Penulis : Akmelia Rabbani
Editor : Lailatul Arifah
“Masa kuliah itu masa paling indah. Bayangan orang-orang seolah hanya tentang berangkat ke kampus sambil menenteng tas, lengkap dengan adegan romantis klise seperti tidak sengaja bertabrakan dengan mahasiswa lawan jenis.” Kalimat yang sering kita dengar ini seakan menegaskan bahwa dunia perkuliahan identik dengan kebebasan, kebahagiaan, dan kehangatan. Namun, realitas di lapangan tidak seindah itu. Banyak mahasiswa justru menjalani hari-hari penuh tekanan: kuliah dari pagi hingga sore, lanjut rapat organisasi, mengajar les atau bekerja paruh waktu untuk menutup biaya hidup, lalu begadang mengerjakan tugas hingga dini hari. Tak jarang, tubuh akhirnya tumbang. Penyakit pun berdatangan, seakan menjadi bukti konkret bahwa fase kuliah bukan sekadar belajar, melainkan juga ajang bertahan hidup.
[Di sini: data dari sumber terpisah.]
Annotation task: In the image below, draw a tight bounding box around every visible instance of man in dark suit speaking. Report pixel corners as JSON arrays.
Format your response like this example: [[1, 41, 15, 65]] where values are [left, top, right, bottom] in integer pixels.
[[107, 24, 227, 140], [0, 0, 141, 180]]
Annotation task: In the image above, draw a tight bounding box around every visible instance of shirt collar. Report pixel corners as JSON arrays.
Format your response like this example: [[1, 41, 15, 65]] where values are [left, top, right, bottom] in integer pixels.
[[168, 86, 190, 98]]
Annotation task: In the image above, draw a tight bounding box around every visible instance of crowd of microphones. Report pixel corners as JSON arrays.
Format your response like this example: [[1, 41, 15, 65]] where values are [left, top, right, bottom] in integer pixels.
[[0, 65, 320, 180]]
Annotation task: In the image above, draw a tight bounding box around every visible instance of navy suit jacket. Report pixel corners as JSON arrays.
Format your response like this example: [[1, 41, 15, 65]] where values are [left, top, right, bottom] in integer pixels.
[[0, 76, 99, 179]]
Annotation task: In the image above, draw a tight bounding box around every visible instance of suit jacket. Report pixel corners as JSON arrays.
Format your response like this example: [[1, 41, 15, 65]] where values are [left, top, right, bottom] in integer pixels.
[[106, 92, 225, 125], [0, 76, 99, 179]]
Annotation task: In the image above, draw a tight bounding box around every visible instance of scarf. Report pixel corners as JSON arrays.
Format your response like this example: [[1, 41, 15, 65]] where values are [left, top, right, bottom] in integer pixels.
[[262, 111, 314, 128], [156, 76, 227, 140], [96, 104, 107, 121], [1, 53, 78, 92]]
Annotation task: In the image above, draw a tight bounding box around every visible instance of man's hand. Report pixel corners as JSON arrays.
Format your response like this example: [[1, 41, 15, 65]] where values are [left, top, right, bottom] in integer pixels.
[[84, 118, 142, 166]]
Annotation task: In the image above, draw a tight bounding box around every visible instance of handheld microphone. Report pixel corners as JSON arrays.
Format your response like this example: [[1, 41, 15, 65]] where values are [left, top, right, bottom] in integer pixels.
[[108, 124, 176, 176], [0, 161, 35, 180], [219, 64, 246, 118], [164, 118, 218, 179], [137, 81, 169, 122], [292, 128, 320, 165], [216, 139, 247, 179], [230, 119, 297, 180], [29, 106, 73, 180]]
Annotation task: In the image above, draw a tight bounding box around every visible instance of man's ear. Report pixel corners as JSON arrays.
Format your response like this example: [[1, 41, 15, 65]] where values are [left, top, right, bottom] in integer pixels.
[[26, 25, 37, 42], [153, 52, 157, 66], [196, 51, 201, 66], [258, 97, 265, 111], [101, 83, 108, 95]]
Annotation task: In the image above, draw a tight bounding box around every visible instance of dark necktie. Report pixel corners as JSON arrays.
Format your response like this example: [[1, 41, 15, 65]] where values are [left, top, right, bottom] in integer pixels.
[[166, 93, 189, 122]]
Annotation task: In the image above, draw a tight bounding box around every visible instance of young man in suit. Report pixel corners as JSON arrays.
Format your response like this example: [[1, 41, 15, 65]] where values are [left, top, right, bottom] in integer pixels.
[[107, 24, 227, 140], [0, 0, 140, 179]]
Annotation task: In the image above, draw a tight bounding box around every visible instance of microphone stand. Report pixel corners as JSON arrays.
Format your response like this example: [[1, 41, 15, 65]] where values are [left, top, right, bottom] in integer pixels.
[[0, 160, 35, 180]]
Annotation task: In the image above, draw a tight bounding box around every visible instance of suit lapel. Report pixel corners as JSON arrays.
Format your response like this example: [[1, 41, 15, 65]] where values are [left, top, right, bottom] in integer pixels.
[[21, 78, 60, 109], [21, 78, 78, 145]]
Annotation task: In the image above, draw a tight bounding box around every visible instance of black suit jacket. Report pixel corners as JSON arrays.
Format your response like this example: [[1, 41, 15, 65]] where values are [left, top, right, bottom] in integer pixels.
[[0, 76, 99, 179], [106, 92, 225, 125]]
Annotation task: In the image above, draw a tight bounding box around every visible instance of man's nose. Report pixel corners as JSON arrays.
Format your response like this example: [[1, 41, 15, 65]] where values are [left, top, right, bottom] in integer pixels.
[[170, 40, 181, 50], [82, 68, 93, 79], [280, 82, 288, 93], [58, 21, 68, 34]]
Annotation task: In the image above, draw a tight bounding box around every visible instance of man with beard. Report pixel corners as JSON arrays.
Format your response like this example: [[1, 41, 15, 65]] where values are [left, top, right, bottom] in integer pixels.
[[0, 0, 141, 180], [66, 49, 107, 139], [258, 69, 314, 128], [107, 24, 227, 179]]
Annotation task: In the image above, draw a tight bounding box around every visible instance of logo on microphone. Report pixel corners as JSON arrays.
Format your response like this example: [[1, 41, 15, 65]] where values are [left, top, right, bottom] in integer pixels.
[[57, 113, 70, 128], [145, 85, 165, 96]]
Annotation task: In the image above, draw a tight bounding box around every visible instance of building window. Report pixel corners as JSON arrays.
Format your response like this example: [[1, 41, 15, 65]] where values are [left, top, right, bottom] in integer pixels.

Fenomena ini disebut burnout, yaitu kondisi kelelahan mental, emosional, dan fisik akibat tekanan berkepanjangan. Burnout bukan sekadar lelah yang hilang setelah tidur, melainkan rasa letih eksistensial: hilangnya motivasi, semangat, munculnya apatisme terhadap diri, hingga berujung pada penyakit fisik yang terus berulang. Ironisnya, semakin hari semakin banyak mahasiswa yang terjebak dalam pusaran burnout ini. (lihat Riyan, Fenomena Burnout di Kalangan Mahasiswa, 15 Agustus 2025, kemahasiswaan.almaata.ac.id).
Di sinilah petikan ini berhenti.